The probe for Sun Cluster HA for iPlanet Web Server (iWS) uses a request to the server to query the health of that server. Before the probe actually queries the server, a check is made to confirm that network resources are configured for this Web server resource. If no network resources are configured, an error message (No network resources found for resource.) is logged and the probe exits with failure.

The probe must address two configurations of iWS: the secure instance and insecure instance. If the Web server is in secure mode and if the probe cannot get the secure ports from the configuration file, an error message (Unable to parse configuration file.) is logged and the probe exits with failure. The secure and insecure instance probes involve common steps.

The probe uses the time-out value set by the resource property Probe_timeout to limit the time spent trying to successfully probe iWS. For details on this resource property, see Appendix A, Standard Properties.

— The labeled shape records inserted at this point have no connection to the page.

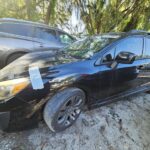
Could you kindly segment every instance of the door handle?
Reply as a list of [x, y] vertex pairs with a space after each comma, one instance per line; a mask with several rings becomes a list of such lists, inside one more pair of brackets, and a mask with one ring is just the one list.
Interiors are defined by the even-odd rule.
[[144, 69], [144, 65], [138, 66], [137, 69]]

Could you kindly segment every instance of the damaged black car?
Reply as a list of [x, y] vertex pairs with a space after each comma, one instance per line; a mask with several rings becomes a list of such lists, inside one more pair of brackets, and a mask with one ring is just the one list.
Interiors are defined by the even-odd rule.
[[0, 71], [0, 127], [70, 127], [86, 109], [150, 90], [148, 32], [86, 37], [62, 50], [27, 54]]

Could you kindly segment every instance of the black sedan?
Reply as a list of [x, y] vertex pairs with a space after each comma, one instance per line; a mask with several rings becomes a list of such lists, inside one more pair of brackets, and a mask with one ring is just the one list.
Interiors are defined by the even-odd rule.
[[73, 41], [68, 33], [45, 24], [0, 19], [0, 69], [27, 53], [55, 51]]
[[[11, 71], [10, 71], [11, 70]], [[89, 109], [150, 90], [147, 32], [87, 37], [55, 53], [27, 54], [0, 71], [5, 131], [70, 127]]]

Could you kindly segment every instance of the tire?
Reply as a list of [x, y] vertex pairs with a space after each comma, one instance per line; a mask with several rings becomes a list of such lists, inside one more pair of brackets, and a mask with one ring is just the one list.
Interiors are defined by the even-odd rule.
[[52, 132], [70, 127], [79, 117], [85, 104], [85, 94], [78, 88], [69, 88], [53, 96], [45, 105], [43, 118]]
[[16, 60], [17, 58], [23, 56], [24, 53], [17, 53], [17, 54], [12, 54], [11, 56], [8, 57], [6, 65], [12, 63], [14, 60]]

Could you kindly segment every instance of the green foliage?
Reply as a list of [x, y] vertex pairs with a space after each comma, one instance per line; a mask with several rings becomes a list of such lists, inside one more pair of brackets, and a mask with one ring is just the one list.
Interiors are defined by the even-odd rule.
[[[150, 30], [149, 0], [0, 0], [0, 17], [66, 26], [78, 8], [88, 34]], [[71, 26], [70, 26], [71, 28]]]

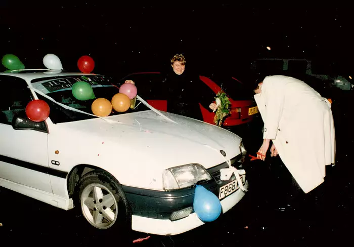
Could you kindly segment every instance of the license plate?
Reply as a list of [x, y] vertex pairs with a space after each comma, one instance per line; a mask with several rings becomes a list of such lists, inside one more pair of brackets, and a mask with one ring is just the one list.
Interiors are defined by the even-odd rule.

The Network_resources_used resource property setting on the iWS resource determines the set of IP addresses that are used by the Web server. The Port_list resource property setting determines the list of port numbers in use by iWS. The fault monitor assumes that the Web server is listening on all combinations of IP and port. If you are customizing your Web server configuration to listen on different port numbers (in addition to port 80), ensure that your resultant configuration (magnus.conf) file contains all possible combinations of IP addresses and ports. The fault monitor attempts to probe all such combinations and might fail if the Web server is not listening on a particular IP address and port combination.

The probe executes the following steps:

The probe connects to the Web server by using the specified IP address and port combination. If the connection is not successful, the probe concludes that a total failure has occurred. The probe then records the failure and takes appropriate action.
If the probe successfully connects, it checks to see if the Web server is being run in a secure mode. If so, the probe just disconnects and returns with a success status. No further checks are performed for a secure iWS server.

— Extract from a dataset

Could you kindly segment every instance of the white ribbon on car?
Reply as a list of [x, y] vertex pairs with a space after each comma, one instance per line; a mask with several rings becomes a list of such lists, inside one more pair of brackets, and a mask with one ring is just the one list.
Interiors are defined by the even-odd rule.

However, if the Web server is running in insecure mode, the probe sends a HTTP 1.0 HEAD request to the Web server and waits for the response. The request can be unsuccessful for various reasons, including heavy network traffic, heavy system load, and misconfiguration.

Misconfiguration can occur when the Web server is not configured to be listening on all IP address and port combinations that are being probed. The Web server should service every port for every IP address specified for this resource.

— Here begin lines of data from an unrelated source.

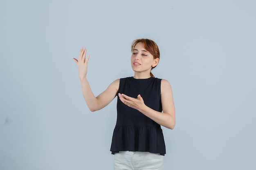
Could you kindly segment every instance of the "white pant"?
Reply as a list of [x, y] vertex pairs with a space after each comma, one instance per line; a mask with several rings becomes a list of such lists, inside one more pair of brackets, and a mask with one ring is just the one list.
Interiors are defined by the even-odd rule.
[[164, 156], [148, 152], [115, 153], [115, 170], [164, 170]]

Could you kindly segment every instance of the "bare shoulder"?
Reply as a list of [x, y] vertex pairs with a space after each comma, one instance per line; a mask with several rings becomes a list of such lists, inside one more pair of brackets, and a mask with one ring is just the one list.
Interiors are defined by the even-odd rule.
[[110, 84], [108, 86], [108, 88], [115, 88], [117, 91], [118, 90], [118, 88], [119, 88], [119, 79], [117, 79]]
[[166, 79], [162, 79], [161, 81], [161, 93], [163, 91], [170, 90], [171, 91], [171, 87], [169, 82]]

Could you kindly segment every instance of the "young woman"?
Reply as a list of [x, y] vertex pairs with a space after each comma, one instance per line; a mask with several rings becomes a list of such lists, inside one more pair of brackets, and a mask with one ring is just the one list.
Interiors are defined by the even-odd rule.
[[101, 109], [118, 96], [117, 124], [110, 151], [115, 170], [164, 170], [165, 145], [160, 125], [173, 129], [175, 110], [170, 83], [155, 78], [151, 70], [159, 62], [157, 44], [145, 39], [135, 40], [131, 57], [133, 77], [117, 79], [97, 97], [87, 79], [90, 55], [82, 48], [78, 66], [84, 99], [91, 111]]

Misconfigurations can also result if the Network_resources_used and Port_list resource properties are not set correctly while you are creating the resource.

If the reply to the query is not received within the Probe_timeout resource proper limit, the probe considers this a failure of Sun Cluster HA for iPlanet Web Server. The failure is recorded in the probe's history.

A probe failure can be a total or partial failure. Probe failures that are considered total failures are:
- Failure to connect to the server, as flagged by the error message: Failed to connect to %s port %d, with %s being the host name and %d the port number.
- Running out of time (exceeding the resource property timeout Probe_timeout) after trying to connect to the server.
- Failure to successfully send the probe string to the server, as flagged by the error message: Failed to communicate with server %s port %d: %s, with the first %s being the host name and %d the port number; the second %s further details about the error.
Two such partial failures within the resource property interval Retry_interval are accumulated by the monitor and are counted as one. Probe failures that are considered partial failures are:
- Running out of time (exceeding the resource property timeout Probe_timeout) while trying to read the reply from the server to the probe's query.
- Failing to read data from the server for other reasons, as flagged by the error message: Failed to communicate with server %s port %d: %s, with the first %s being the host name and %d the port number; the second %s further details about the error.
Based on the history of failures, a failure can cause either a local restart or a failover of the data service. This action is further described in "Health Checks of the Data Service".